19-決闘・昼下がり②

 放たれた炎玉はまっすぐアイカとサリエルの頭上を飛び越え演習場の真ん中に着弾した。爆発と共に周囲の砂塵を焼き焦がし、弾けた衝撃波が演習場と辺りの城壁をガタガタと揺らす。


「んな……っ!?」

「うわっ、なんや!?」


 二人も狼狽える様子をみせ、演習場の外で様子をうかがっていた兵士たちも何事かと騒ぎ立てていた。
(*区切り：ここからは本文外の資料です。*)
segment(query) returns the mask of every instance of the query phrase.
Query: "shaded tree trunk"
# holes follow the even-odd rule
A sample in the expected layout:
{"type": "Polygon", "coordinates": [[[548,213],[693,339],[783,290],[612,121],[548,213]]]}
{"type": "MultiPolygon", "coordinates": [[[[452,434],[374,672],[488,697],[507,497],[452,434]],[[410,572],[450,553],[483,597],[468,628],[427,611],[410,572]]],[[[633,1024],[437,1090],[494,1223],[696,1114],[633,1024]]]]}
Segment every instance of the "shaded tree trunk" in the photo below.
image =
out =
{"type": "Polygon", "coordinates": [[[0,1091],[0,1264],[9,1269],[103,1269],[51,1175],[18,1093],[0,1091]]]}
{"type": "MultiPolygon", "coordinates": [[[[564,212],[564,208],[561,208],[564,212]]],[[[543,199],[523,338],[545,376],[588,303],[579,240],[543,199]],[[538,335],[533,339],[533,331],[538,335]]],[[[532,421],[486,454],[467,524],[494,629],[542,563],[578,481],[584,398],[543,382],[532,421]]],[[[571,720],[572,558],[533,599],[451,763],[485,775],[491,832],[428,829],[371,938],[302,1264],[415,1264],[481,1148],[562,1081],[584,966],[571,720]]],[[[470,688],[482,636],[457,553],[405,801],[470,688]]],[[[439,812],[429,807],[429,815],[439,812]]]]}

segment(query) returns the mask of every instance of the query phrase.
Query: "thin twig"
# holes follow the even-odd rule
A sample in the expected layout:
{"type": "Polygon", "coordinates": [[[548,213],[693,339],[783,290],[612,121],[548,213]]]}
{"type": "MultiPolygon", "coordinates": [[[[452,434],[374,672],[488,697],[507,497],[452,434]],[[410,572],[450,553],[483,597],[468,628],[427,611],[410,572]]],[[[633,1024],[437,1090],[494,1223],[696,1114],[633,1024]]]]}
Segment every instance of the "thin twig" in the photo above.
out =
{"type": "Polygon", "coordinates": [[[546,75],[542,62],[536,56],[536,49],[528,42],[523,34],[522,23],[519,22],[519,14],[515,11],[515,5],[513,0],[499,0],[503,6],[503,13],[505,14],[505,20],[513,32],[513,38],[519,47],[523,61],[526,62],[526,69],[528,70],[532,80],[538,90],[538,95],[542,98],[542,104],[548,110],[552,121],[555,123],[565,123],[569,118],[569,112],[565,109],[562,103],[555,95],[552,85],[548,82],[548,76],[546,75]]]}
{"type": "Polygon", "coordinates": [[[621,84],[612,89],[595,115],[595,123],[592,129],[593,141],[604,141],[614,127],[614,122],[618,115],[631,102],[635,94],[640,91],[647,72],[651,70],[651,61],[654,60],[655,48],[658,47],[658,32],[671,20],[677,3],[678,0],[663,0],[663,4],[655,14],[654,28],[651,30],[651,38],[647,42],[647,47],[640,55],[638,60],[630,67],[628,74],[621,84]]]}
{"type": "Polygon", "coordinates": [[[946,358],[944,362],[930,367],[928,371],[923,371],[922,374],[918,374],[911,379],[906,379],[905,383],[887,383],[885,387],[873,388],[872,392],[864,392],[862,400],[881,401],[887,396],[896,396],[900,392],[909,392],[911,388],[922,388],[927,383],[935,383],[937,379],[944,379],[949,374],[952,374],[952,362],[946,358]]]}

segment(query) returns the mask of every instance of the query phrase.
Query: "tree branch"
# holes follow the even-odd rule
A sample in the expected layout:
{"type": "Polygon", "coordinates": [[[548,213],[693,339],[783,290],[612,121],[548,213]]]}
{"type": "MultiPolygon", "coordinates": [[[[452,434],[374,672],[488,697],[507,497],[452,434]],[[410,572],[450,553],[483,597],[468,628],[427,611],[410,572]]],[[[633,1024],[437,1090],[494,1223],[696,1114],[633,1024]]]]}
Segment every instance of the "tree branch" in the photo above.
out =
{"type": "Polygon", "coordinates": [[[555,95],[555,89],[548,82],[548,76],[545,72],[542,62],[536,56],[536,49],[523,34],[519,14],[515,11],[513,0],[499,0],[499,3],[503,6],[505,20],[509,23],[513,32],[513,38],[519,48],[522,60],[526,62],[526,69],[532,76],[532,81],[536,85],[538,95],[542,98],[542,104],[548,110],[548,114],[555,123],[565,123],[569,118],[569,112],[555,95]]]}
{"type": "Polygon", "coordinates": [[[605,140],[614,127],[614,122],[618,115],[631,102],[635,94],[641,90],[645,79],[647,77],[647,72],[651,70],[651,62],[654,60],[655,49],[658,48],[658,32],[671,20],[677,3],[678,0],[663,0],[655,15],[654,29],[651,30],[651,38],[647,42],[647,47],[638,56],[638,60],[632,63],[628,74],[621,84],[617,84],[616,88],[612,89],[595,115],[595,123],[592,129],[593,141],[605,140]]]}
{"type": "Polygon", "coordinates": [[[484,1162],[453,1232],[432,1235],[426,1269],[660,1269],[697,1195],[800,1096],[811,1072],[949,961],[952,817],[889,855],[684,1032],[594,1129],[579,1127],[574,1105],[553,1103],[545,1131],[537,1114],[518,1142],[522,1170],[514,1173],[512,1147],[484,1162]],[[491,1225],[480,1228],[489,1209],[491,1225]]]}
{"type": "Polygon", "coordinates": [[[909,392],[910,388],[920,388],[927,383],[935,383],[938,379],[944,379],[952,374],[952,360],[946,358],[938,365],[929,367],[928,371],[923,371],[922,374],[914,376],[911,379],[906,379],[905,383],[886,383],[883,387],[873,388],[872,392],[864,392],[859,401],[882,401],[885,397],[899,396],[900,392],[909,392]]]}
 胸壁の上で様子を見ていたヒメカも巻き上がる砂塵に思わず身をかがめて壁に寄りかかった。


「お、お兄ちゃん……! 流石にやり過ぎじゃあ……!?」

「お、思ってたより制御が難しいな、これ……!」


 ヒロトの算段では爆竹を鳴らしたくらいのボヤ程度のつもりだったのだが、実際には榴弾を撃ち込んだくらいの威力になってしまった。


 やってしまったことは仕方ないことにして、ヒロトは胸壁の上から演習場を見下ろしつつ一息ついてその場から飛び降りた。


 建物の二・三階はありそうな高さをヒロトはゴブリンの樹海でもそうしたように全身に魔力を巡らせて着地の衝撃を抑えた。一度感覚として掴めさえすれば運動が苦手な彼でもこれくらいは余裕であった。


「なんだ貴様は……一体何をしたんだ!」

「――坊ちゃま、お下がりを」


 サリエルは城壁の側から近づいてくるヒロトに剣呑な視線を向け、従者のシノルドはサリエルの前に一歩出てヒロトに警戒の目を向ける。


(やれやれ、また話がややこしくならなければいいけど……)


 ヒロトは嘆息を漏らしつつサリエルたちとかなり離れたところで歩みを止め、両手を上げて敵意がないことを示して話しかける。


「待ってくれ、ウチの妹がナニかしたかもしれないけど、ここは穏便に済まして欲しい」

「なんだと……?」

「要はケンカはやめて欲しい」


 ヒロトにしてみれば下手に出て誠意にお願いしたつもりだが、サリエルの訝しげな表情は収まらない。


「ちょっ……ちょっと待ちぃや、ヒロ兄! これは正々堂々の決闘で……」

「アイカ、俺たちはルアさんたちに世話になってる身だぞ。面倒事を起こして困らせるようなことをするんじゃない」

「だ、だからって……こいつヒメカを……」

「ア・イ・カ。言うことをきけ」

「な、なんやとぉ……」


 兄の一方的な圧に、アイカの反骨的な精神がふつふつと湧き上がり、遠くで様子を見ていたヒメカもこれはまずそうだと不穏な雰囲気を感じ取っていた。


 アイカは兄ヒロトに対して普段は聞き分けの良い方だが、頭に血が登ってしまったらそうはいかなかった。


「大体、先に決闘申し込んだのはコイツやぞ!」


 アイカが木剣の先をサリエルに向ければその彼はアイカの不遜な態度にまたもや眉を吊り上げて同じように木剣の先を向けて対抗する。


「何を言う、そもそも最初に僕を愚弄したのが原因じゃないか」

「お前がヒメカに手を出そうとしたからやろ!」

「僕は紳士的に従者に迎えようとしただけだ。それの何が行けない!?」

「このナンパ王子!」

「理由のわからんことを言うな、野蛮女!」


 お互いに手にした木剣の先を向かい合わせてやいやいと言い争うのをヒロトは頭が痛そうにして嘆息を漏らす。


 ヒロトにはこのサリエルがどの程度の人物か知る由もなかったが、二人がまともにやり合えばおそらく勝つのはアイカの方であろうと分かっていた。


 あのルアでも手を焼いた、樹海に住むゴブリンの群れを生身でしかもたった一人で撃退できるポテンシャルを秘めたアイカ。それと同じことをこの世界に住む同年代の子供ができるとは到底考えられなかった。


 とはいえ相手は一国の王子だという。いくら木剣でも実戦形式の決闘で怪我無しとはいかないだろう。アイカが手加減を間違えて重傷を負わせでもなんでもしたら外交問題まっしぐら。今泡を吹いているリーエルなど昇天してしまうだろう。


「お前たち……せめて殴り合う以外に無いのか……?」

「ないな!」「ないわ!」


 眼の前で小うるさい口論を繰り広げている二人はヒロトの声掛けに口を揃えて言い放つ。


 こうなったら最悪、魔術でもなんでも使って実力行使するべきか迷ったヒロトだが、そんな時シノルドが声を投じた。